Uni SA has so-far escaped COVID-19 all but unscathed, no thanks to the Morrison Government, suggests its VC

In an Adelaide speech, yesterday David Lloyd outlined what universities had done for the national government, notably paying way-more of their way by enrolling international students, while HE dropped from first to third in national education spending over a decade. It was an achievement ministers used to praise.

But then the political winds changed, “by July 2020, that same once-proud Federal Government was now publicly decrying the flawed model of Australian universities and their ‘over-reliance’ on international students,” he said.

“Our nation’s independent medical research institutes, were allowed into the Job Keeper programme, recognising the value of their activities for wider society, but their parent organisations, the universities, who deliver the majority of all health and medical research and training in this country, were not,” Lloyd lamented.

And then the government had another go, changing the funding base so that in aggregate it pays less and students more. “Universities are required to teach more students to receive the same amount of base funding,” he said.

Professor Lloyd ended with characteristic optimism, “ours is not a broken business model … whatever gets thrown at us, we have shown ourselves to be pretty much unstoppable.”

No thanks, it appears, to the Morrison Government.

Colin Stirling has a message for the Government, “words actually matter”

The Flinders U VC spoke at the same event, pointing to government rhetoric, “around China, around trade-wars, around COVID – around international students, frankly – and the risks and the threats and the financial impost they have created for universities and the challenges associated with them.” That rhetoric does nothing to temper racism in the community, Professor Stirling said.

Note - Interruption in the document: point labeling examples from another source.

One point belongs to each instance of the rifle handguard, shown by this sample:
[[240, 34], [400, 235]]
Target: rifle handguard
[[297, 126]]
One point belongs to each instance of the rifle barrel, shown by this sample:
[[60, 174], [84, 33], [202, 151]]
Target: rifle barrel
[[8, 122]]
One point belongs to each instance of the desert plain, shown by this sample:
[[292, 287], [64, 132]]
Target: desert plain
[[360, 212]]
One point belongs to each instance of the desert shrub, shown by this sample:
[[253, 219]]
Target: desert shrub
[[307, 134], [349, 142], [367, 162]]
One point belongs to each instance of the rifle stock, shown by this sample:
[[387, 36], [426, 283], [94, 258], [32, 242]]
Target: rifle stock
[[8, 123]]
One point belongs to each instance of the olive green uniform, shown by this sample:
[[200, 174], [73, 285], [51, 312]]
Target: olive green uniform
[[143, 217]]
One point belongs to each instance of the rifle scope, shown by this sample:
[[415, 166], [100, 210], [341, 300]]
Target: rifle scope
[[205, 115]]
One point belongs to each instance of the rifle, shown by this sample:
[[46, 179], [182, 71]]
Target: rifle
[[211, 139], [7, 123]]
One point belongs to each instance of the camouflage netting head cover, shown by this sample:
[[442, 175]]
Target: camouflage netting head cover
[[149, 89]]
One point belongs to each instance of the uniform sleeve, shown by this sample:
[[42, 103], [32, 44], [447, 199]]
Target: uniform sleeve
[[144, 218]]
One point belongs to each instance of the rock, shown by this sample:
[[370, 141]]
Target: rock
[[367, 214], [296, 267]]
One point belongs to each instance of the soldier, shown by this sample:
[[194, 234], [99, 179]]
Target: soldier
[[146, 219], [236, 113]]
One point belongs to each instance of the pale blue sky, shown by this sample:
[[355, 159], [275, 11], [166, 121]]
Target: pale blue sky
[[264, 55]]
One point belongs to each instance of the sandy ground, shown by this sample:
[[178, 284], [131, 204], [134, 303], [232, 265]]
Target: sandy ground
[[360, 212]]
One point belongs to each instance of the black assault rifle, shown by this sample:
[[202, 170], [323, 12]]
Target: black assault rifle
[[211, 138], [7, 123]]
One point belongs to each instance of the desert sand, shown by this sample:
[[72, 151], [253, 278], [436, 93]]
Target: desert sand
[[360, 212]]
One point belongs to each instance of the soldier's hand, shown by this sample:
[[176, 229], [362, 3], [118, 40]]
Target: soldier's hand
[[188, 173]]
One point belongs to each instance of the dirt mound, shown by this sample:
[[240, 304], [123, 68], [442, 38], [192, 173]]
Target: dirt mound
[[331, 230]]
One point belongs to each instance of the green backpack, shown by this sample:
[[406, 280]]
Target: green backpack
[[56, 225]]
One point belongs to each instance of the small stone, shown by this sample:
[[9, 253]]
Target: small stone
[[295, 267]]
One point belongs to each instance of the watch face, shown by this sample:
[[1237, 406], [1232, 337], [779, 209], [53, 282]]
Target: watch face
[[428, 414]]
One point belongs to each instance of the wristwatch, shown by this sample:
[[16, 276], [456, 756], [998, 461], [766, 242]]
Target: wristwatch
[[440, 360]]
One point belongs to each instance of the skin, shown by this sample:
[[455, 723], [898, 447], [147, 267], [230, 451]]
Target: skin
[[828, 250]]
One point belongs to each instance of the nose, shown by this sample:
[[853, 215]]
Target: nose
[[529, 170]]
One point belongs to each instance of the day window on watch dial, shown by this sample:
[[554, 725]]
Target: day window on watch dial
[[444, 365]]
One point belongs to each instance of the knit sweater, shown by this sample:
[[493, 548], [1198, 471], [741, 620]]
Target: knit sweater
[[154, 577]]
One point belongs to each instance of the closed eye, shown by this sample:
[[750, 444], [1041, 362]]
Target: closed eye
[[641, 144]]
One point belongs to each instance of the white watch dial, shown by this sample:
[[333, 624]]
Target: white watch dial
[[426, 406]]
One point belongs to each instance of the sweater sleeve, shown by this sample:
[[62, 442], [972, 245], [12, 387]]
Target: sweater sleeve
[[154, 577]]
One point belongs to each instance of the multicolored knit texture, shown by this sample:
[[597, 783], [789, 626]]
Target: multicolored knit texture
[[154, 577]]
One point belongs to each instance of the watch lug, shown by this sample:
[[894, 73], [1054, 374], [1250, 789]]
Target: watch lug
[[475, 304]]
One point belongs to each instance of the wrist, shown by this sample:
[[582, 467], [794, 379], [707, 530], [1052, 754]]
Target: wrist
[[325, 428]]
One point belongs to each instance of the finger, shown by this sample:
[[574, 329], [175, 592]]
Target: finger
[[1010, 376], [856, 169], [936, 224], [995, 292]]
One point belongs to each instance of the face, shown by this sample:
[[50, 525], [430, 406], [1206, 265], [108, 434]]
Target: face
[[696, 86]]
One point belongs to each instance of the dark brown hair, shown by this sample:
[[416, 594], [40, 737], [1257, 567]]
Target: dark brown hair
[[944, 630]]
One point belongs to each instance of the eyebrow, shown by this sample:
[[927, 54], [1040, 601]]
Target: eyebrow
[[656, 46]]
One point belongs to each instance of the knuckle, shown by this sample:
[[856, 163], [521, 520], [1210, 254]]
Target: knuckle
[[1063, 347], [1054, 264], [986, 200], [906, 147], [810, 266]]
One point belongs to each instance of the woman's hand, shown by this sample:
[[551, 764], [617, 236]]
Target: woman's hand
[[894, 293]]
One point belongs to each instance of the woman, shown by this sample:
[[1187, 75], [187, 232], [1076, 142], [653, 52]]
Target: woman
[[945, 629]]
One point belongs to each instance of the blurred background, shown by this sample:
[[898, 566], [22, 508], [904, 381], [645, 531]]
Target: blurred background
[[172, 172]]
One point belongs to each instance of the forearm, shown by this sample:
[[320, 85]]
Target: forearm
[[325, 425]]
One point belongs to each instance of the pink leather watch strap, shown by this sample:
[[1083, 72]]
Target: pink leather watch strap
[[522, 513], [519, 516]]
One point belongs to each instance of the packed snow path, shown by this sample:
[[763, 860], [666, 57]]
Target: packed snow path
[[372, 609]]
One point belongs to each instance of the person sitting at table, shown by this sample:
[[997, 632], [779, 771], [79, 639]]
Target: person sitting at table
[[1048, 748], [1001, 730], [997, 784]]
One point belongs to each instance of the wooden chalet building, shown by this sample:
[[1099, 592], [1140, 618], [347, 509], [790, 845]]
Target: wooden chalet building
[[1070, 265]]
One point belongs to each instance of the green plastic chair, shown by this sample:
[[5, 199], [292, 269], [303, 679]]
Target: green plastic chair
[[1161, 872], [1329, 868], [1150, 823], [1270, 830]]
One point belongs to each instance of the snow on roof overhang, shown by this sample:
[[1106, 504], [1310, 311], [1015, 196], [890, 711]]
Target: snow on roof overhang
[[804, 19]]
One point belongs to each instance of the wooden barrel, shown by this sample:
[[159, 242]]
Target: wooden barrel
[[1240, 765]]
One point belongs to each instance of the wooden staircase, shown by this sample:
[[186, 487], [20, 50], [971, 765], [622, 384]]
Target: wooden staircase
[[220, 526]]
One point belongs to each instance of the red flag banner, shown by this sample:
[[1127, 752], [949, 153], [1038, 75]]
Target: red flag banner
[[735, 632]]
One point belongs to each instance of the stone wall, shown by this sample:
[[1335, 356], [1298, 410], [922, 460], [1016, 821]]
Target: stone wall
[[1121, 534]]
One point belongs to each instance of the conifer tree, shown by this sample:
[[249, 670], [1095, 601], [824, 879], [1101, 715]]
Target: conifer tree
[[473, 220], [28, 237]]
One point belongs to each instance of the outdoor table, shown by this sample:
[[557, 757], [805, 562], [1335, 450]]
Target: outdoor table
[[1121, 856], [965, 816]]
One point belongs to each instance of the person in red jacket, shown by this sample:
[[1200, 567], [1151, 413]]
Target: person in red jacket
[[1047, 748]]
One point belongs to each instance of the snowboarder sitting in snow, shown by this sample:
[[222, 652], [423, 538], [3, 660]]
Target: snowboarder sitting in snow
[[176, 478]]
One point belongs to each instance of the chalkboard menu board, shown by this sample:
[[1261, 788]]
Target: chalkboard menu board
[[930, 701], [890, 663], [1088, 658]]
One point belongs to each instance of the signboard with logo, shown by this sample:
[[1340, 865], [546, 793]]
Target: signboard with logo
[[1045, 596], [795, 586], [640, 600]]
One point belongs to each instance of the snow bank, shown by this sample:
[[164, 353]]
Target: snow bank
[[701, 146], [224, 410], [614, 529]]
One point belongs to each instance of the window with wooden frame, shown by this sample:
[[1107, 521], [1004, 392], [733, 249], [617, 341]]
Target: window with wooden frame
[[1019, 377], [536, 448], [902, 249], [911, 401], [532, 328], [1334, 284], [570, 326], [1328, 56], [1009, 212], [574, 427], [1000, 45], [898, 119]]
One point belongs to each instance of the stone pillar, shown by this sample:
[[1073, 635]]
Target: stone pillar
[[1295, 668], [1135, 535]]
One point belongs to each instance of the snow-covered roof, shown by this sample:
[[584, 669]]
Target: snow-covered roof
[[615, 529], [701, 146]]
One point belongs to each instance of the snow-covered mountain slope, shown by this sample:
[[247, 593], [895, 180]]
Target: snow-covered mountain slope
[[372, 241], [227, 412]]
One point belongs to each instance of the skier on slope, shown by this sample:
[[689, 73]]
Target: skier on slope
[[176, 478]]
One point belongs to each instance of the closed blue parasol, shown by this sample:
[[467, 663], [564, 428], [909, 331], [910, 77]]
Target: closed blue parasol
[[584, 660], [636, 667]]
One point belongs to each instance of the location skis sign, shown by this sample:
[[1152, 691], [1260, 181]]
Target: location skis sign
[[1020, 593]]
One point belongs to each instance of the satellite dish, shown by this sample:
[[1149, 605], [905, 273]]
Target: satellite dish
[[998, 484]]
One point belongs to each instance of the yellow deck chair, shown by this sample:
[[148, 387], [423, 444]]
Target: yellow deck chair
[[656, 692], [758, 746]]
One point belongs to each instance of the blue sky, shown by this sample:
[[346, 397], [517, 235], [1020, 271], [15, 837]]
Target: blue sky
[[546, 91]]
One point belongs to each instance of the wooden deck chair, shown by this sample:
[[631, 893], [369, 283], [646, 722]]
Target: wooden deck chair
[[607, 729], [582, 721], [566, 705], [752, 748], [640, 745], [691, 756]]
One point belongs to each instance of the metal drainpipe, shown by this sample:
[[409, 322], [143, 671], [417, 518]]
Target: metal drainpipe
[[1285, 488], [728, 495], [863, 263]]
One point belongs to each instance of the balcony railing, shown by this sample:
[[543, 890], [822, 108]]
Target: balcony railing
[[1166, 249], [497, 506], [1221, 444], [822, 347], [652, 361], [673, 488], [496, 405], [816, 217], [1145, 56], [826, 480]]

“We need a higher calibre debate around China. Chinese Australians did not cause COVID-19, they did not influence the trade war with China. It’s incumbent on our government to deliver that because words actually matter.”

Professor Stirling added that international students who return home with life-long affection for Australia  are “qn immensely valuable asset and we diminish it at our absolute peril.”

And Uni Adelaide’s Peter Høj wants less focus on narrow politics and more community interest

Professor Høj joined his VC friends, and spoke on the importance of international students  both in funding research and to the broader SA economy.

“People should be outraged by everything being seen through a narrow political lens rather than what is in their broader interests” he said.